If you pay close attention, you can see President Donald Trump on a collision course with the entire federal judiciary.
For instance, earlier this week Trump announced a series of pardons for multiple individuals convicted of crimes such as bank fraud, tax evasion, and bribery, including reality TV stars Todd and Julie Chrisley, parents of Republican social media influencer Savannah Chrisley.
Wednesday on CNN’s “The Arena with Kasie Hunt,” conservative commentator Scott Jennings headed off potential objections to those pardons by contrasting Trump’s transparent use of the pardon power with former President Joe Biden’s highly controversial pardons, issued quietly in the waning hours of Biden’s catastrophic presidency.
“It’s being done out in the open,” Jennings said in a clip posted to YouTube. “It’s being done in the light of day. We’re not doing it at the 11th hour here or as we’re on our way up to the Capitol to see the next president being sworn in.”
Biden preemptively pardoned family members only minutes before Trump took the Oath of Office on Jan. 20.
The former president also issued 11th-hour pardons to NeverTrumpers, such as COVID tyrant Anthony Fauci and former Republican congresswoman Liz Cheney of Wyoming.
Of course, in light of Biden’s cognitive decline, one wonders who actually pardoned Fauci, Cheney, and others.
“And, I might add,” Jennings said, “I don’t think there’s any doubt who’s actually signing these [Trump] pardons.”
Indeed, the current president has taken full responsibility for his decisions. Biden, by contrast, probably did not even know about some decisions made in his name.

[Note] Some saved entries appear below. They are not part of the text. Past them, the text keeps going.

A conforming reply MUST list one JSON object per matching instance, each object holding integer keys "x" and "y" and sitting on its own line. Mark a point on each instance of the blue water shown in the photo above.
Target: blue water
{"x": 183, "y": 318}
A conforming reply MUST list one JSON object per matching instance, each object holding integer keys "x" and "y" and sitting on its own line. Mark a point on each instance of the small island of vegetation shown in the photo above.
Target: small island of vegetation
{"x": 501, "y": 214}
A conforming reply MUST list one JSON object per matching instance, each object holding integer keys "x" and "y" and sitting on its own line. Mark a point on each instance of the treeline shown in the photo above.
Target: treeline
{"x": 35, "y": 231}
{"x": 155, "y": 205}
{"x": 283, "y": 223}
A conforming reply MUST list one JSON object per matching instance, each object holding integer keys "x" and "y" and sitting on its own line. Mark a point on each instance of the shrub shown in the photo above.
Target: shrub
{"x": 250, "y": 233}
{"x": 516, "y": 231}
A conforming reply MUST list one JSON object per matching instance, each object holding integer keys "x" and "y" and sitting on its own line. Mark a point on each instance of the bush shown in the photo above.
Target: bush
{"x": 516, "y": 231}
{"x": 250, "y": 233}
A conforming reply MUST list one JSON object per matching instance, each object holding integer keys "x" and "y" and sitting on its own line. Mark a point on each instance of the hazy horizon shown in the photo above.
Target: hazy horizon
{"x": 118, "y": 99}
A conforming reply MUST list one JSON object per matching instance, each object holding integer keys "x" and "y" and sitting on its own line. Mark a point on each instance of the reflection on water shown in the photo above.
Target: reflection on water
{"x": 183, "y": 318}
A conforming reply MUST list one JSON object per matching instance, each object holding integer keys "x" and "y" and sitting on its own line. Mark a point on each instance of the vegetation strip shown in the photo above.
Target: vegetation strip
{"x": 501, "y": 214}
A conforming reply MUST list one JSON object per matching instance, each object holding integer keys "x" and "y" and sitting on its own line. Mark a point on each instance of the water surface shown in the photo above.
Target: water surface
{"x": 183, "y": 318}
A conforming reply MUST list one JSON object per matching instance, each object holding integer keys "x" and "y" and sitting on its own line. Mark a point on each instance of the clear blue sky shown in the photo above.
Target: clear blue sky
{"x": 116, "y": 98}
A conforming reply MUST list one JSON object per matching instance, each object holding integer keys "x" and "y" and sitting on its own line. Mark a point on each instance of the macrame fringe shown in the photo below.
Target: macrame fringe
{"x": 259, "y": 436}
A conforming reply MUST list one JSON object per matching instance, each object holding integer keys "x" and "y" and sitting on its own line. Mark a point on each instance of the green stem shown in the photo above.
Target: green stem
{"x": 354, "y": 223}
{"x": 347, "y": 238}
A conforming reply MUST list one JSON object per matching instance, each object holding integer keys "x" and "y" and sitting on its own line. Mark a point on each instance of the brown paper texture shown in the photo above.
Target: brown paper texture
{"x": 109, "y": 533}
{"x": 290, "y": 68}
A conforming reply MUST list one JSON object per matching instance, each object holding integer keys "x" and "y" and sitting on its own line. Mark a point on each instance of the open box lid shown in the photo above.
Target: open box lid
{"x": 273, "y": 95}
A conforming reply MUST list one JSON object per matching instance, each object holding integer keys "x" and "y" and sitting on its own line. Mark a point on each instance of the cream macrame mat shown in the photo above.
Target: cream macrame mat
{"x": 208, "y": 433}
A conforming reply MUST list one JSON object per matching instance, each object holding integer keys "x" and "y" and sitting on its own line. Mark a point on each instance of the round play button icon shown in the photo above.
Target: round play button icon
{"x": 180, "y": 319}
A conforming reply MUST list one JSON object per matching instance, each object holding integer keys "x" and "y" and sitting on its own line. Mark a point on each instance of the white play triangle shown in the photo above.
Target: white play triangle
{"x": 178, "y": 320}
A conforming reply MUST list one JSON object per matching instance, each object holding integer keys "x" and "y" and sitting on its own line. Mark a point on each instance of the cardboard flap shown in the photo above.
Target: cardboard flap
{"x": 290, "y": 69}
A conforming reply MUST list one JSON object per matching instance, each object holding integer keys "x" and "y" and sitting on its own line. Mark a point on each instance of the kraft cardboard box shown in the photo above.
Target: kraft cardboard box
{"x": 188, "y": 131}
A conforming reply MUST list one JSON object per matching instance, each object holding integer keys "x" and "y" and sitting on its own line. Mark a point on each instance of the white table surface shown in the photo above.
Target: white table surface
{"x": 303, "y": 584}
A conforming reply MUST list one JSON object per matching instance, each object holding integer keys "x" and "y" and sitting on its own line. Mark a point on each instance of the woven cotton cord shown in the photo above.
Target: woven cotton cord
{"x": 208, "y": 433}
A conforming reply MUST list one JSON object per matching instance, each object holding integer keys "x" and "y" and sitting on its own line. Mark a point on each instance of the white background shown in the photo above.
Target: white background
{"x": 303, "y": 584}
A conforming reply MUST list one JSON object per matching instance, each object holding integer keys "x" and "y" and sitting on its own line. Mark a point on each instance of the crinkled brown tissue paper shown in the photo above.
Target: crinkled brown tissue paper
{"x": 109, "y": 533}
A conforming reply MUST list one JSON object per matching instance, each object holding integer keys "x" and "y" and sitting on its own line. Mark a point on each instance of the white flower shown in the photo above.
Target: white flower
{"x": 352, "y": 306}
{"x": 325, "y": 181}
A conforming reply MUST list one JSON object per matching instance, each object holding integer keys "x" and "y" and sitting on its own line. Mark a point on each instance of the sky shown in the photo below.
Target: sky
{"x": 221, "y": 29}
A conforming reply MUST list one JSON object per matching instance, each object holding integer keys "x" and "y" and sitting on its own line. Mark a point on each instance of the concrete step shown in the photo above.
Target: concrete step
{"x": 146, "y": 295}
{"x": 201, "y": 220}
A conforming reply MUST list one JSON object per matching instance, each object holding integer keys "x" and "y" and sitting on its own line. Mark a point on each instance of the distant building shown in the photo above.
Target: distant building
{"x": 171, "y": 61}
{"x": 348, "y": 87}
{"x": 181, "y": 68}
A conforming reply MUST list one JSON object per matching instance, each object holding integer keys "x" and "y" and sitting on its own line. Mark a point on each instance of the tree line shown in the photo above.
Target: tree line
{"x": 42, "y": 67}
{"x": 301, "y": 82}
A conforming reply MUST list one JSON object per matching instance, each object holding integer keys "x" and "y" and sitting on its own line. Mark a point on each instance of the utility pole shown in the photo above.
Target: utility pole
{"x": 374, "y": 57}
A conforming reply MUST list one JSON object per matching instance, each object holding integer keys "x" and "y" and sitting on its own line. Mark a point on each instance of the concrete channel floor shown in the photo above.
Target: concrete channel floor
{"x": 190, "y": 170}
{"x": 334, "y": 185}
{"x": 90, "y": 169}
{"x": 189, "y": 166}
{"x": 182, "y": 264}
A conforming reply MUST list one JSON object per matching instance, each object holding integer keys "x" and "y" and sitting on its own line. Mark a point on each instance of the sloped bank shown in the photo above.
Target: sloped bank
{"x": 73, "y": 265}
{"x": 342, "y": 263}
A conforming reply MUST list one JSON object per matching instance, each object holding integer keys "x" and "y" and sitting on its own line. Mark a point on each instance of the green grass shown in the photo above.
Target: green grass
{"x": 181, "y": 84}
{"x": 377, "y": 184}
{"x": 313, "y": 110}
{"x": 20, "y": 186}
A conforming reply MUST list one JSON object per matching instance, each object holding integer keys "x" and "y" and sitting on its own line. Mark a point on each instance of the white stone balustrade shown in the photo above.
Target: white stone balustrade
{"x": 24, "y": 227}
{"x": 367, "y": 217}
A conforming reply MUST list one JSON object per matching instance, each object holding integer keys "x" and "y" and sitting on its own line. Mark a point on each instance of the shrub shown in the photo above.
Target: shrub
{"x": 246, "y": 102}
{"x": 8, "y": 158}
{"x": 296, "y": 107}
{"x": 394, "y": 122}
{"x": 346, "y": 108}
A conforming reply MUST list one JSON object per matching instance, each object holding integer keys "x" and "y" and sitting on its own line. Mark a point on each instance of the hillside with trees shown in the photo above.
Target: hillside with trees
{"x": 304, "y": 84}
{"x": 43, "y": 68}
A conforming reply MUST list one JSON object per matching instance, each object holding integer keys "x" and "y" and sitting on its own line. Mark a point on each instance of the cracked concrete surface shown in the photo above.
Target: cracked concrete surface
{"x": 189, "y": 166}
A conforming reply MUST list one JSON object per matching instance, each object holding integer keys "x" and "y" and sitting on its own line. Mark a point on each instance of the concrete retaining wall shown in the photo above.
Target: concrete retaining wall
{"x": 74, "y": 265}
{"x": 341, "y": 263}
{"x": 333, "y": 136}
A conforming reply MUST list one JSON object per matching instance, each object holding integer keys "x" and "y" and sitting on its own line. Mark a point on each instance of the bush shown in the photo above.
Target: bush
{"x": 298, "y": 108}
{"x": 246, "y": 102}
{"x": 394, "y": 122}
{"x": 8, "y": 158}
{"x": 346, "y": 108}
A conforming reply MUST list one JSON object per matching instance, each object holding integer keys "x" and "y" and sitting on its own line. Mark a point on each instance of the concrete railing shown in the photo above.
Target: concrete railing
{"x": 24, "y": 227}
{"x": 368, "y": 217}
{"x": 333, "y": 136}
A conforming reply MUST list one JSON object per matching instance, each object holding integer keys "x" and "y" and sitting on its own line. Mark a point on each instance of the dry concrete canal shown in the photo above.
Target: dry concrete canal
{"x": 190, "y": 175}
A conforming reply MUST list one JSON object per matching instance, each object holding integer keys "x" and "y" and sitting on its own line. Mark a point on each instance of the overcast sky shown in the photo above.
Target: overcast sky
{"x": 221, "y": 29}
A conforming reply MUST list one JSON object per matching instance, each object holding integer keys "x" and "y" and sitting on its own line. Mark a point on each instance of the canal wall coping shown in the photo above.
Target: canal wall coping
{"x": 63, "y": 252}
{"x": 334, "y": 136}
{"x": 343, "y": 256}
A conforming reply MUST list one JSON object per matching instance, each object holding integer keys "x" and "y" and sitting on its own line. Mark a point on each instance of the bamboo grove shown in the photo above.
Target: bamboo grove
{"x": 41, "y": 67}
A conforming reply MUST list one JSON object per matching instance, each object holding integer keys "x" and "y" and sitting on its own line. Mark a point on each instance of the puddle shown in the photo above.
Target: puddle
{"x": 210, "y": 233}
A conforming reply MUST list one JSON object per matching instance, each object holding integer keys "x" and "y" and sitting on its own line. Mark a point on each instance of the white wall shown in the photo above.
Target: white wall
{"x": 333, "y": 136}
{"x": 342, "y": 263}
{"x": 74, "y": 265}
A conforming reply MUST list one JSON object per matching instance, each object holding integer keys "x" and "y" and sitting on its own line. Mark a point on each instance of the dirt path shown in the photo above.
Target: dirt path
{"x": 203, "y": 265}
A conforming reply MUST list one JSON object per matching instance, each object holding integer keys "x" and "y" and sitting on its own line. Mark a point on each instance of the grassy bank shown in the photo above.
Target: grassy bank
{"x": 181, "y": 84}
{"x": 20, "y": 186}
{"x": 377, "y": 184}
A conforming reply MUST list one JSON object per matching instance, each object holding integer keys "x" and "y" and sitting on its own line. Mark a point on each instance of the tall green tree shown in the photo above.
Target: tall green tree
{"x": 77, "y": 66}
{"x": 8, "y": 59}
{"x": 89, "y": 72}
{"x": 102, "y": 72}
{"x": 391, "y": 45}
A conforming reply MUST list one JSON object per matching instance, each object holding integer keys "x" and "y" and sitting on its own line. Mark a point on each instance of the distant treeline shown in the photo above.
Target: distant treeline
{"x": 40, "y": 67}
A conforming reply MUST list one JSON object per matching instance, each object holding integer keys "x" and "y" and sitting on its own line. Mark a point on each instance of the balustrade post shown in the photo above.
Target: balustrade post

Do you support Trump’s recent pardons?
Jennings, in fact, characterized Biden’s inner circle as “something of a Politburo running the White House.”
“So, in this case,” Jennings added, “Donald Trump, I think, is fully owning all of these decisions.”
Readers may view the entire segment in the YouTube video below. Jennings’ relevant comments began around the 8:10 mark.
Of course, the contrast with Biden alone makes Trump’s pardon decisions politically unassailable. In fact, Hunt and the panelists agreed that Trump would pay no political price for these pardons.
That does not mean, however, that the president will avoid a politically charged collision with the entire justice system. And that collision must happen, so that Americans may open their eyes. After all, many Americans naively believe that law schools produce judges who know and care about the Constitution.
For instance, in announcing a full pardon for ex-sheriff Scott Howard Jenkins, convicted of bribery, Trump called Jenkins “a victim of an overzealous Biden Department of Justice.”
Indeed, conservatives who love law and order face an uncomfortable admission. In short, we have a very, very serious problem with our entire system of jurisprudence.
Trump sees this. He experienced it personally, as did many of his supporters.
Worse yet, a cabal of unelected rogues in robes has conspired to hamstring the president by exercising powers they lack. If the Constitution actually authorized federal judges to prevent the president from interpreting the extent of his own Article II authority, then the Constitution would amount to a farce, a parody of self-government unworthy even of the parchment on which the great Founders wrote it.
Trump sees this, too. In fact, he has called it out on several occasions.
Late Thursday on his social media platform Truth Social, for instance, the president made one of the most important social media posts of his political career.
First, he chided the U.S. Court of International Trade for trying to curtail his tariff powers. But he went much further by blasting the entire process by which judicial nominees arrive at his desk.
“Backroom ‘hustlers’ must not be allowed to destroy our Nation!” Trump thundered.
Moreover, “Radical Left Judges, together with some very bad people, are destroying America.”
Thus, we must understand Trump’s pardons in the context of his awakening about the nature of the U.S. justice system.
The issue at hand, as Trump framed it, has nothing to do with the presidential pardon power. It has to do with Biden’s weaponized Department of Justice.
If Trump sees that weaponized DOJ as part of a larger and fundamentally corrupt system of jurisprudence — as mounting evidence suggests that he does — then expect a potentially Earth-shaking collision between The People’s President and the establishment’s courts.